Ridley Motorcycle Company
- Type: Private
- Founded: 1997; 29 years ago
- Founders: Clay Ridley; Jay Ridley;
- Defunct: 2010
- Fate: Bankruptcy liquidation

= Ridley Motorcycle Company =

American motorcycle manufacturing company

Ridley Motorcycle Company was a privately held motorcycle manufacturing company based in Oklahoma City, Oklahoma, US, from 1995 to 2010. Ridley introduced the first cruiser with a continuously variable transmission, the Ridley Speedster, in 1999, and positioned itself as "America's Automatic Motorcycle."

==Models==
- Speedster - Ridley's first production vehicle, the Speedster was a 3/4 scale 600cc "miniature cruiser" fitted with a CVT transmission and V-twin engine.
- Auto-Glide Classic (formerly "Auto-Glide")
- Auto-Glide Chopper
- Auto-Glide Old School
- Auto-Glide Sport
- Auto-Glide Trike
- Auto-Glide TT
- X88 - Sold with a traditional manual transmission.

==History==
Clay Ridley began experimenting with automatic transmissions in motorcycles in 1995, when building them for his sons as a hobby. Although the vast majority of cars and light trucks sold in the U.S. use automatic transmissions, no two-wheeled vehicles larger than a scooter did, and so to capitalize on that market, he and his son Jay founded the Ridley Motorcycle Company in 1997, which produced its first model, the Speedster, two years later.

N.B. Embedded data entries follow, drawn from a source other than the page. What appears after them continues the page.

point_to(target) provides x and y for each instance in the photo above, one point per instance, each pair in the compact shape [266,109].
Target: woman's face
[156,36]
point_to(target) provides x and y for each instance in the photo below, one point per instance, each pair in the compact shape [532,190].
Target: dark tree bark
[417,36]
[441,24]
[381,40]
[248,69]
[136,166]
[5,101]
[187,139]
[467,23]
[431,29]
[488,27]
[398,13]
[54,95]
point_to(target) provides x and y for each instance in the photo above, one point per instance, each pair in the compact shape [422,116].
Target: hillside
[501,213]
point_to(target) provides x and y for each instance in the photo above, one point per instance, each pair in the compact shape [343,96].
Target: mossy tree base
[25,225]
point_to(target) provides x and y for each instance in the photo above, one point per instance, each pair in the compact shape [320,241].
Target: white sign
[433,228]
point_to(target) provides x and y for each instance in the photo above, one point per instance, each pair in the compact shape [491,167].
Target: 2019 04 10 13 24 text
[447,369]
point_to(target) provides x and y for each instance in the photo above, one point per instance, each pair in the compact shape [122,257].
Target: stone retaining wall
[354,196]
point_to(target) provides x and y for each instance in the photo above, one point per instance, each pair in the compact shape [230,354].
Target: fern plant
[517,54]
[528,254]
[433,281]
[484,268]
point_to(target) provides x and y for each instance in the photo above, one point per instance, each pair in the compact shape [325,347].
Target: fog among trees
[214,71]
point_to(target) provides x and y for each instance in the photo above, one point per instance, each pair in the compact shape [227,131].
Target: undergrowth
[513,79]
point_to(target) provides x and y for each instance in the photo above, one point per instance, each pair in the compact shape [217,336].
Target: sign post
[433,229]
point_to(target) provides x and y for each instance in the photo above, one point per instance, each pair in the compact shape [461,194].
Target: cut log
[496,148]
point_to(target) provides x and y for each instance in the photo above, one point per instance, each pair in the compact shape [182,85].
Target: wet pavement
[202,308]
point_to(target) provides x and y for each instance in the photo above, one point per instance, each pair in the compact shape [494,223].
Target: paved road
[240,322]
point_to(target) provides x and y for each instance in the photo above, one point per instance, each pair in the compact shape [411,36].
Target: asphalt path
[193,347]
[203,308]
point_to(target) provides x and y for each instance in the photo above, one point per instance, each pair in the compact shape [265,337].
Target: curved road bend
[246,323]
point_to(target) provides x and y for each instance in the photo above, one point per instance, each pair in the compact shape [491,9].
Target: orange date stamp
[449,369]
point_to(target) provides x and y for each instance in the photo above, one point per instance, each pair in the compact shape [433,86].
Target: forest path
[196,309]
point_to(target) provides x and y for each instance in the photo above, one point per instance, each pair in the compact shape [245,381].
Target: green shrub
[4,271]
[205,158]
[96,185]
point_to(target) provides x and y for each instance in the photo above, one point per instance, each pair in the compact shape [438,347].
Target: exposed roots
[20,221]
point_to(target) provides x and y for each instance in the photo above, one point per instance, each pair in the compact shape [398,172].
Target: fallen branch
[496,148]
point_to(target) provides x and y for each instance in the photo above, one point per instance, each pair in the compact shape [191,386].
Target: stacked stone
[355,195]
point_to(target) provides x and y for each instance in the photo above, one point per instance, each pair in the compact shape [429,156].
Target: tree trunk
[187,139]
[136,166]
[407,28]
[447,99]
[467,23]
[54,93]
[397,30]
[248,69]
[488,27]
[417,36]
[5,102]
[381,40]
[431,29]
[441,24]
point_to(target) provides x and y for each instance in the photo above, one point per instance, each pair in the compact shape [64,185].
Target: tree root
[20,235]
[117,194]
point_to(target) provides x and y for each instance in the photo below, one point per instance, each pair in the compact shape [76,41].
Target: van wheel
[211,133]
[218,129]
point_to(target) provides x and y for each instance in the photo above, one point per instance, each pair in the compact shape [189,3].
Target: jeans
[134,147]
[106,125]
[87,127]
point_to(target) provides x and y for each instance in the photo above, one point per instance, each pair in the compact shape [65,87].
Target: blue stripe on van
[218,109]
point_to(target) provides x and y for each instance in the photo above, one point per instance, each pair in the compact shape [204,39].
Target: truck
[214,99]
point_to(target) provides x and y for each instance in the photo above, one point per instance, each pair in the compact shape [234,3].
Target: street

Following the success of the Speedster, the company developed a full-size cruiser, name the Auto-Glide, which began sales in 2003, and steadily expanded its line. They sustained annual growth of over 30% from 2000 to 2008, and sold nearly 4,000 units through 2009.

Ridley's success was built on a focus of three unique features; low seat, light weight, and an automatic transmission. Ridley found a niche with new riders and female riders by offering the traditional styling of a big motorcycle, but with the ease of riding a scooter. By 2006, Ridley Motorcycles were sold through 55 dealers in the United States and four international dealers. The company entered the Canadian motorcycle market in 2007 with limited success in ten dealerships spread throughout the country.

As Ridley saw success with its larger Auto-Glide model, Harley-Davidson immediately sued Ridley over use of the name "Auto-Glide," claiming trademark infringement. The case was presented to the United States District Court for the Eastern District of Wisconsin in August 2007 in five days, but Ridley settled on December 28, 2009, after waiting three years with no verdict returned. On the following day, Ridley filed for Chapter 7 bankruptcy. A motion was filed just the day after on December 30, 2009, by MidFirst Bank, lender to Ridley in 2005 of an amount of $1 million, for the bankruptcy court to authorize the abandonment of the collateral given by Ridley to the bank. Ridley had already voluntarily surrendered its collateral to the bank on October 1, but the bankruptcy was filed before Midfirst Bank could organize an auction, scheduled for January 2010.

The assets of Ridley were sold at a public auction on February 16, 2010. Route 66 Ridley Motorcycles acquired the Ridley brand and its remaining $9 million parts inventory, manufacturing assets, and intellectual property.